BMSG In The News

by Winston Cho | East Bay Express
Friday, September 23, 2016

One of the fronts where the soda war is being fought is Oakland, where companies have already spent $747,268 to oppose measure HH, a penny-per-ounce soda excise tax that will fund health education programs. BMSG's Laura Nixon notes that the soda industry is also creating misleading advertisements and explains that Big Soda tailors its strategy and counter-arguments to each community that proposes a tax.

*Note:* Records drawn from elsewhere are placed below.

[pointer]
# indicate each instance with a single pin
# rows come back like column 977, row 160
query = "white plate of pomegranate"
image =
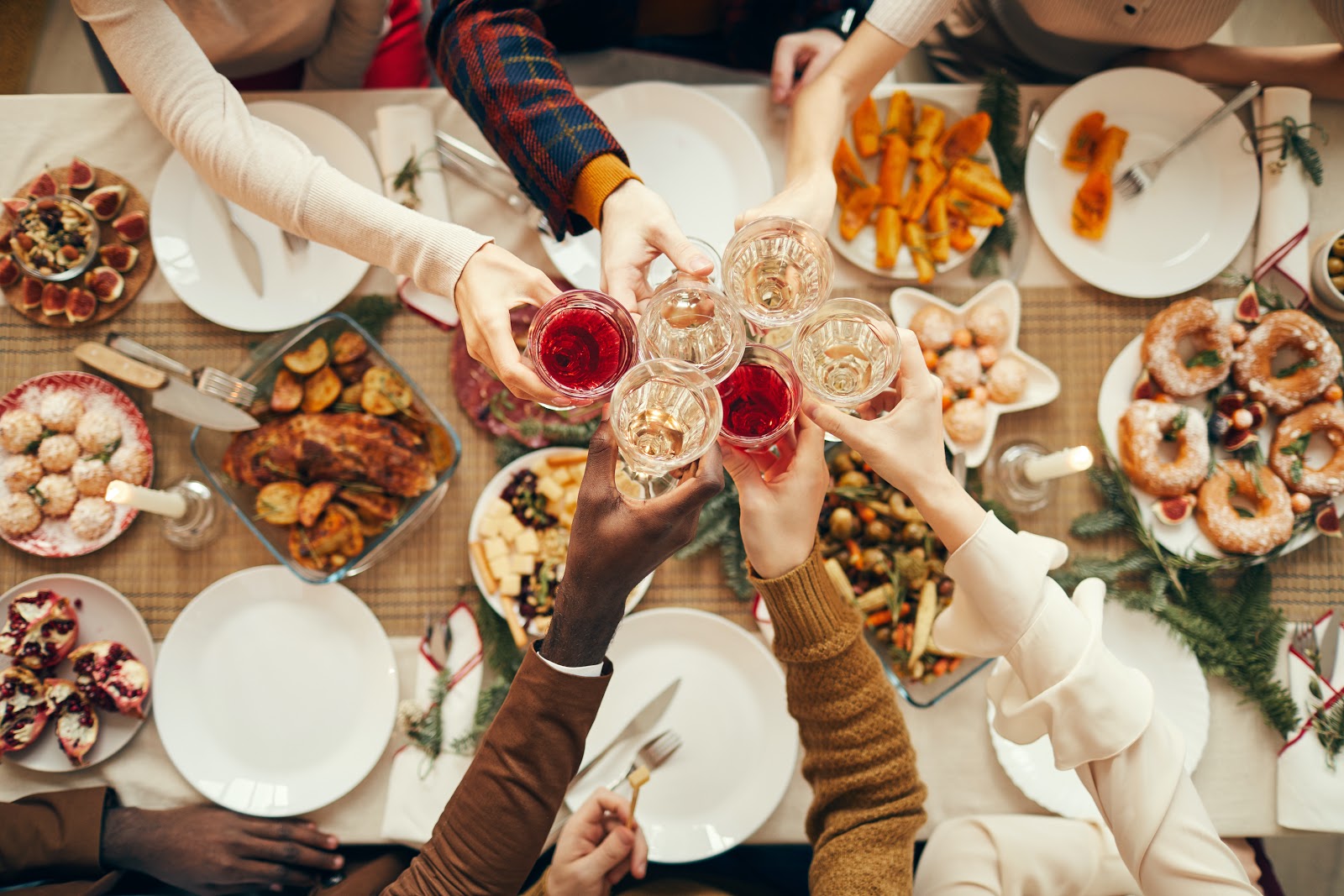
column 78, row 689
column 276, row 696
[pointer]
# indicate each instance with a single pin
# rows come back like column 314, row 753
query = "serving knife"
column 167, row 394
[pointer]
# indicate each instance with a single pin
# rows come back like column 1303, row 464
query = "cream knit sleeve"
column 260, row 165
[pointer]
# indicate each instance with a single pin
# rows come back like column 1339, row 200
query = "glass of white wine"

by Lori Dorfman | San Francisco Chronicle
Tuesday, September 6, 2016

BMSG Director Lori Dorfman expands the conversation on gun violence in this letter to the editor for the San Francisco Chronicle. She writes, "Regarding 'Funding for gun research' (Editorial, Sept. 3): California has done what Congress is afraid to do: study gun violence. So simple, right? But in your editorial about this terrific news, why did you exclude suicides when you recounted the toll from gun violence? Most gun deaths in the U.S. are from suicides. With Dr. Garen Wintemute leading our new UC Firearm Violence Research Center, facts like that — and what we can do about them — can finally get the attention they deserve."

by Alex Orlov | Mic.com
Tuesday, June 28, 2016

Mic.com's Alex Orlov uses Olympian Simone Biles' Hershey's commercial to shed light on food companies' unfortunate practice of using star athletes to promote bad nutrition. These endorsements are especially problematic for young children, who develop, as BMSG Media Researcher Laura Nixon explains, positive associations with the brand. The ad, Orlov concludes, "definitely doesn't stick the landing when it comes to helping America stay healthy."

Hungry Forever
Monday, June 13, 2016

Celebrity spokespeople are attractive to food and beverage companies because they help draw young consumers. As BMSG's Andrew Cheyne explained to TIME in 2013, "We can't expect kids to turn off that admiration [for their favorite celebrties] when the same person is selling sugar."

by Alex Orlov | Mic
Tuesday, June 7, 2016

According to a recent NYU study, over two-thirds of non-alcoholic beverages promoted by celebrities contain added sugar. By associating unhealthy products with the celebrities most popular among children and teens, endorsements of sugar sweetened beverages are contributing to the childhood epidemic of obesity, explains BMSG's Laura Nixon. Nearly 13 million children and teens in the U.S. are obese, placing them at elevated risk for diabetes and other nutrition-related diseases.